THE British government announced yesterday a plan to help small and medium-sized businesses through the credit crunch by offering guarantees on 20 billion pounds (US$29 billion) in bank loans.

The guarantees will be for businesses deemed creditworthy and which have trouble accessing capital because of the global credit crunch, Business Secretary Peter Mandelson said.

The plan is the latest attempt by Prime Minister Gordon Brown, who is lagging in the polls and must fight an election within 18 months, to revive an economy ravaged by a global credit crunch, and follows a job initiative on Monday.

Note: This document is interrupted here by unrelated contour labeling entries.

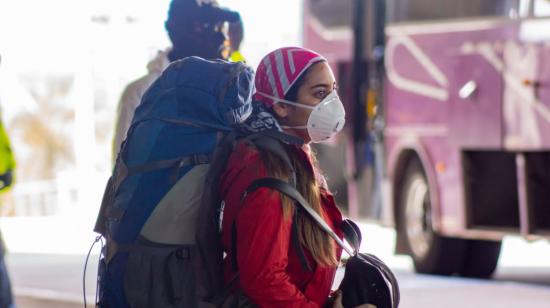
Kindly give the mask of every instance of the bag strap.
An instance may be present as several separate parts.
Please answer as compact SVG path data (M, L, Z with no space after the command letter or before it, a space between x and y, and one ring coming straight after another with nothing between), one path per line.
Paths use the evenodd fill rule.
M269 151L281 158L285 162L285 165L287 166L291 174L290 183L293 186L296 186L296 170L294 168L294 165L292 164L292 161L290 160L290 156L288 155L287 149L284 147L284 144L301 145L303 144L303 141L301 139L281 133L279 131L268 130L248 135L244 138L244 140L250 142L258 149ZM294 247L298 258L300 259L300 264L302 265L302 268L305 271L311 272L313 271L313 269L306 258L304 249L300 244L300 240L298 237L298 225L296 223L296 218L298 217L297 208L294 211L293 215L294 219L291 229L291 244ZM237 272L239 268L237 264L237 228L235 222L233 222L233 225L231 226L231 249L233 251L233 257L231 260L232 268L233 271Z
M319 225L319 227L325 231L342 249L344 249L350 256L355 256L357 253L347 247L342 239L334 233L334 231L329 227L325 220L315 212L314 209L308 204L308 202L302 197L302 195L294 188L292 185L288 184L285 181L276 178L262 178L255 180L248 186L246 191L243 193L242 199L259 188L266 187L275 189L286 196L294 199L298 205Z
M353 247L355 253L359 252L361 247L361 230L359 227L350 219L344 219L340 224L340 230L344 233L344 238L346 241Z
M310 215L310 217L319 225L319 227L325 231L342 249L344 249L350 256L352 257L358 257L364 260L365 262L368 262L379 269L379 271L382 273L384 279L391 285L392 289L392 307L397 307L400 300L400 294L399 294L399 285L397 283L397 279L395 278L395 275L392 273L392 271L389 269L389 267L382 262L378 257L371 255L371 254L359 254L359 247L361 246L361 231L357 224L355 224L353 221L346 219L343 221L342 225L340 226L342 229L342 232L344 232L344 237L346 238L346 241L350 243L350 245L353 246L353 250L349 249L344 242L334 233L334 231L328 226L328 224L325 222L315 210L311 208L311 206L308 204L308 202L302 197L302 195L294 188L292 185L276 178L263 178L258 179L252 182L250 186L247 188L245 193L243 194L243 198L246 197L246 195L252 193L253 191L266 187L275 189L286 196L294 199L300 207L305 210L306 213Z

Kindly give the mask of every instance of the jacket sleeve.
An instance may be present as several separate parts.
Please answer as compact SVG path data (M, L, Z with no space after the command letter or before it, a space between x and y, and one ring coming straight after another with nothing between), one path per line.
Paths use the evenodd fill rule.
M266 176L259 154L234 153L229 165L222 188L227 189L226 201L239 208L235 253L243 292L259 307L319 307L290 281L286 271L292 217L283 217L279 193L261 188L241 203L248 185Z
M286 273L292 217L283 217L278 193L250 194L237 217L237 263L244 293L259 307L319 307Z

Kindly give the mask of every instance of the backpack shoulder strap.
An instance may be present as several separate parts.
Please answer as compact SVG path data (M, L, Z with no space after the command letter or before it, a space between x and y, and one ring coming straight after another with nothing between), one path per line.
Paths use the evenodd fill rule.
M250 186L248 186L248 188L244 192L243 197L246 197L246 195L262 187L275 189L285 194L286 196L294 199L296 203L300 206L300 208L303 209L317 223L317 225L319 225L319 227L323 231L325 231L338 245L340 245L342 249L344 249L350 256L356 255L356 252L349 249L344 244L342 239L340 239L340 237L338 237L338 235L336 235L336 233L334 233L334 231L329 227L329 225L325 222L325 220L321 218L321 216L319 216L319 214L317 214L317 212L315 212L313 208L311 208L309 203L304 199L304 197L302 197L300 192L298 192L296 188L294 188L292 185L288 184L287 182L276 178L262 178L262 179L255 180L250 184Z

Surveys on Tuesday added to the gloom over the economy, showing retailers suffering the worst December on record, businesses slashing jobs and home sales slumping in one of the world's economies most exposed to a financial sector meltdown.

The new credit guarantees would involve an extension of the current loan guarantee and export credit guarantee schemes first unveiled in November.

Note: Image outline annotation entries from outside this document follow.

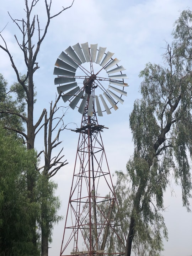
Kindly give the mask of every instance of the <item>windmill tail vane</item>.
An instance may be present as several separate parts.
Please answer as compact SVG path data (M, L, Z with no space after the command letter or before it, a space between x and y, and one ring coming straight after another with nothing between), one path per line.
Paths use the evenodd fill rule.
M58 93L82 117L80 127L73 130L79 139L60 256L124 254L119 225L112 220L118 206L101 135L106 127L97 116L123 104L127 77L114 53L97 48L88 43L70 46L54 69Z

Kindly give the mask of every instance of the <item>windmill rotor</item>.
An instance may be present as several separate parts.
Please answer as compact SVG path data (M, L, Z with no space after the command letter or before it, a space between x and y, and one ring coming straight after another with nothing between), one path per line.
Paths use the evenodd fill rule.
M110 114L111 108L117 110L117 104L123 104L122 96L127 96L124 79L128 78L122 73L125 69L106 49L97 49L97 44L77 43L62 52L55 64L58 93L62 91L64 101L68 101L71 108L77 107L82 114L88 98L88 116L92 116L94 111L102 116L104 112Z

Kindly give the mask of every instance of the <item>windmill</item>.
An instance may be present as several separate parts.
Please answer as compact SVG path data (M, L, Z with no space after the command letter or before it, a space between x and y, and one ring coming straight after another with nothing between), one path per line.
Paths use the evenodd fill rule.
M108 255L107 239L116 232L112 216L116 198L101 136L107 128L98 124L97 116L123 104L127 78L114 53L97 48L88 43L70 46L55 65L58 93L82 115L80 128L73 130L79 136L60 256Z

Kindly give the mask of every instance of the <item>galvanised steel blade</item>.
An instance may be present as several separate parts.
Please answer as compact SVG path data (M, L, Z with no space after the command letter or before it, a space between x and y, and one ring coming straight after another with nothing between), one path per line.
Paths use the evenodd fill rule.
M99 47L98 54L97 54L97 60L96 61L97 64L99 64L100 63L106 49L106 47Z
M91 57L92 62L95 62L97 50L97 44L91 44Z
M65 50L65 51L68 53L69 55L74 60L77 62L79 65L82 64L82 62L78 56L77 54L73 50L71 46L69 46L67 49Z
M82 98L83 95L83 92L81 91L80 92L76 95L75 97L69 104L69 106L73 110L75 109L75 107L77 106L78 102Z
M96 102L96 106L97 106L97 113L99 116L103 116L103 113L101 111L101 108L100 106L98 97L97 95L95 95L95 101Z
M86 60L85 58L85 57L84 56L84 55L83 55L83 52L82 52L82 50L81 50L81 48L79 43L78 43L76 44L75 44L75 45L73 46L73 47L76 52L78 56L80 58L82 62L83 63L85 63L85 62L86 62Z
M64 102L66 102L68 100L69 100L69 99L72 98L72 97L74 97L80 90L80 88L79 86L76 87L71 91L68 92L66 94L62 96Z
M119 92L121 94L123 94L123 95L124 95L126 96L127 96L127 92L126 92L124 91L121 90L120 89L118 89L118 88L116 88L116 87L114 87L111 85L109 85L109 87L111 88L111 89L114 90L114 91L117 91L118 92Z
M72 84L68 84L66 85L62 85L60 86L57 86L57 91L58 93L59 94L60 92L64 92L66 91L68 91L68 90L71 89L74 87L76 87L77 86L77 84L75 82L74 83L72 83Z
M121 98L120 98L117 95L115 94L114 92L112 92L110 90L107 89L107 91L111 95L112 95L112 96L113 96L113 97L114 97L116 100L117 100L118 101L119 101L120 103L121 103L121 104L123 104L123 103L124 101L122 100Z
M66 54L64 52L62 52L61 54L59 56L58 58L59 59L60 59L63 60L65 61L65 62L68 63L68 64L69 64L69 65L70 65L71 66L73 66L76 68L76 69L77 69L77 68L79 66L79 65L78 65L78 64L76 62L75 62L74 60L73 60L71 59L71 58L69 57L69 55ZM56 65L57 66L57 65Z
M90 62L90 53L89 53L88 43L87 42L84 44L81 44L81 46L86 59L86 61L87 62Z
M103 104L105 109L106 110L106 112L107 114L111 114L111 112L110 109L108 107L108 106L107 105L107 103L105 102L105 100L103 97L103 96L102 96L101 94L100 94L99 96L100 96L100 97L101 98L101 101L102 101L102 103Z

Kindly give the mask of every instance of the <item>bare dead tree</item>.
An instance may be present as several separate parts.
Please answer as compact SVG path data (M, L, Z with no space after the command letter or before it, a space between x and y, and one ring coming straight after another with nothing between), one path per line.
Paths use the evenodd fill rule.
M33 74L39 68L38 63L37 61L37 57L42 43L47 34L51 20L61 14L67 9L70 8L73 5L74 0L71 0L71 4L70 5L66 7L63 7L59 11L53 15L51 15L52 0L44 0L45 10L47 14L47 20L45 25L43 28L41 27L40 26L38 15L33 16L33 14L32 14L38 3L41 1L41 0L32 0L30 2L28 0L25 0L24 10L26 14L26 18L25 18L20 20L15 19L9 13L8 13L10 18L16 25L22 35L21 41L19 39L19 37L16 35L15 34L14 37L19 48L22 52L24 63L27 67L26 75L24 78L20 74L18 67L17 67L15 64L15 61L14 59L6 40L2 35L4 29L1 30L0 32L0 38L2 40L2 43L0 43L0 48L6 52L8 55L11 64L16 74L17 80L25 92L27 106L26 115L15 112L12 110L9 109L7 109L5 111L1 110L0 111L0 113L4 113L5 114L16 115L22 119L26 124L27 127L26 132L17 129L14 127L5 128L14 131L23 136L26 141L27 148L28 150L34 148L36 136L41 128L44 126L45 132L47 133L47 129L48 128L48 137L47 133L46 133L44 136L45 138L47 140L48 144L47 145L47 143L46 144L46 147L44 150L45 165L42 173L47 175L48 177L50 177L54 175L61 167L67 164L66 161L62 162L63 160L62 159L64 156L63 155L60 156L62 150L54 159L51 159L52 150L60 143L60 142L57 142L57 140L59 138L60 132L64 128L64 127L63 127L63 128L59 129L57 135L55 139L52 142L51 133L58 127L59 123L60 123L59 122L54 127L52 127L54 118L53 115L55 113L56 102L53 108L52 104L51 104L51 111L50 112L49 117L48 119L47 117L47 111L45 108L44 108L42 110L38 119L36 121L34 120L34 104L35 93L34 92ZM37 31L37 40L36 39L37 38L36 34ZM27 82L27 83L26 82ZM60 95L58 98L57 102L60 97ZM46 122L42 124L43 117L45 118ZM60 117L59 119L60 121L62 120L62 117ZM53 160L53 162L52 162L51 160ZM52 169L54 167L54 168ZM52 170L50 171L51 170ZM34 200L33 191L35 181L33 176L31 175L28 175L27 179L29 198L32 202ZM37 242L37 235L35 228L36 219L35 217L32 217L32 219L31 220L32 228L34 230L32 241L35 245ZM46 239L47 239L47 238ZM46 249L45 251L42 252L42 255L44 256L48 255L48 252L47 253L46 252L47 251L48 252L48 245L47 247L47 249Z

The scheme would only cover existing lending rather than fund any expansion. But they would apply to slightly bigger companies, those which employ up to 250 people, and the 250,000-pound loan limit could rise to a million.

Not major risks

While the source said final details were still being worked out, the government could end up guaranteeing 10 billion pounds of companies' working capital. The guarantees could also be used to refinance debt worth double that.

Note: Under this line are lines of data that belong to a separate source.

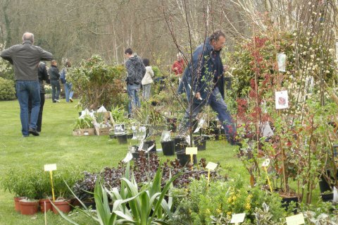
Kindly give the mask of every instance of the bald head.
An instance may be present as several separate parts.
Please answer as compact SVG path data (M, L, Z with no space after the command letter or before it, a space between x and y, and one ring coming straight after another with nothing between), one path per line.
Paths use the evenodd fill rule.
M31 41L32 43L34 43L34 35L29 32L25 32L23 36L23 41L25 42L27 40Z

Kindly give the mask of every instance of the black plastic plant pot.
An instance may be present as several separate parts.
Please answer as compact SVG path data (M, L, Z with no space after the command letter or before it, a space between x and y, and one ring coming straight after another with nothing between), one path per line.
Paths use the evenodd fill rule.
M188 146L188 143L185 140L185 138L175 138L175 152L178 152L180 150L185 150L185 147Z
M290 206L290 204L292 202L294 202L298 207L299 202L299 200L298 199L298 197L282 197L282 206L286 210L287 210L289 209L289 207ZM296 208L294 210L292 210L292 212L294 214L296 214L297 213L297 209Z
M176 157L182 166L185 166L191 161L190 155L185 154L185 150L176 152ZM194 164L197 164L197 155L193 155L193 162Z
M177 126L176 123L177 122L177 119L176 118L167 118L167 123L169 126L169 130L171 130L171 132L175 133L177 131Z
M127 135L116 135L116 138L118 139L118 142L119 144L127 144Z
M332 202L333 200L333 193L320 194L323 202Z
M146 140L144 142L144 146L146 146L146 150L148 150L148 147L150 147L151 146L154 147L149 150L149 152L156 152L156 142L155 140Z
M194 145L197 147L198 151L206 150L206 138L205 136L197 136L194 138Z
M319 181L319 189L320 193L323 193L326 191L332 191L332 190L330 188L330 185L327 183L327 181L322 176Z
M162 151L164 155L175 155L175 142L174 140L161 142Z

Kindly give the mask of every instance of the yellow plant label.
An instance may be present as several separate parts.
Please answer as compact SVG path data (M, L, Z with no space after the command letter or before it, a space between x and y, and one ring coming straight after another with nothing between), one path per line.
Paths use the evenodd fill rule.
M52 171L56 170L56 164L46 164L44 165L45 171Z
M197 154L197 147L186 147L185 154Z
M209 162L208 164L206 165L206 168L210 170L215 170L216 169L217 166L218 166L217 164L214 162Z
M270 164L270 159L266 159L262 164L263 167L268 167Z
M302 213L285 219L287 219L287 225L300 225L305 224L304 216L303 216Z
M233 214L230 224L239 224L244 221L245 213Z

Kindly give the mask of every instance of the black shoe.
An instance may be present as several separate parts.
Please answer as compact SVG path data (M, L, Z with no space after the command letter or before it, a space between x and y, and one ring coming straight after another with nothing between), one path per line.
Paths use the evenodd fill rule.
M39 136L40 135L36 129L33 129L33 128L30 128L28 130L28 132L30 132L30 133L32 134L35 136Z

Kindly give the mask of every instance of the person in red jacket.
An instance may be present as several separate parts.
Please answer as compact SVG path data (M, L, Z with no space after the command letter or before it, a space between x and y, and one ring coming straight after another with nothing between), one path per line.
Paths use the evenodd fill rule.
M183 73L183 71L184 70L184 61L183 59L183 56L182 55L182 53L177 53L177 60L174 62L174 63L171 66L171 69L175 75L180 75Z

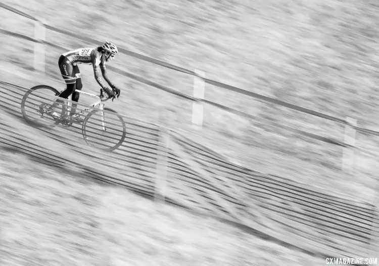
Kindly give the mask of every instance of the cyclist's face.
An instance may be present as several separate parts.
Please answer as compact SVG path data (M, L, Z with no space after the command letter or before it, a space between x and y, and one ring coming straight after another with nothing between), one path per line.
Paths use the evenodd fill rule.
M113 60L115 57L114 55L112 55L108 51L105 52L104 55L105 55L105 61L107 62Z

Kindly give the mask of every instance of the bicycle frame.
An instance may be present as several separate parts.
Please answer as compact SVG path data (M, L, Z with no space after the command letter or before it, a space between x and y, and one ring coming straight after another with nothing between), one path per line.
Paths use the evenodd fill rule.
M63 91L63 90L62 90ZM89 107L87 108L84 109L83 110L80 111L80 112L77 113L77 116L78 117L81 116L83 114L85 113L86 112L88 111L90 111L93 108L99 105L99 109L102 110L101 112L101 116L102 116L102 126L103 126L103 130L104 131L106 130L106 125L105 125L105 121L104 119L104 112L103 111L104 110L104 102L109 100L110 98L109 97L104 97L103 94L103 92L104 90L102 89L100 89L100 94L95 94L94 93L90 93L89 92L86 92L85 91L82 91L81 90L75 90L75 91L77 91L79 93L82 93L83 94L87 95L88 96L90 96L91 97L93 97L95 98L99 98L99 99L98 101L95 101L93 103L91 104ZM62 91L61 92L62 92ZM56 97L57 98L58 98L59 97ZM60 98L61 99L62 99L62 98ZM63 100L65 102L65 104L66 107L67 108L68 106L69 105L69 100L68 99L63 99ZM67 110L67 109L66 109Z

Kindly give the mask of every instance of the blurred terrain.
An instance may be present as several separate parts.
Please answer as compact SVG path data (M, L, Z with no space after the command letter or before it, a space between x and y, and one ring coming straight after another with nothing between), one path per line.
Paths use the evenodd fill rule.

"I am going to deliver real help which targets real need which is going to make a real difference," Business Minister Peter Mandelson said after a meeting with his cabinet colleagues on Tuesday.

The source said the scheme was designed so that banks would then be freed up from meeting the daily capital requirements of companies and would thus be able to lend to fund expansion and investment.

"These guarantees are not major risks," the source said.

Companies would pay a fee to the government for underwriting the debt and taxpayers would only be liable if firms default on loans that have been government-backed.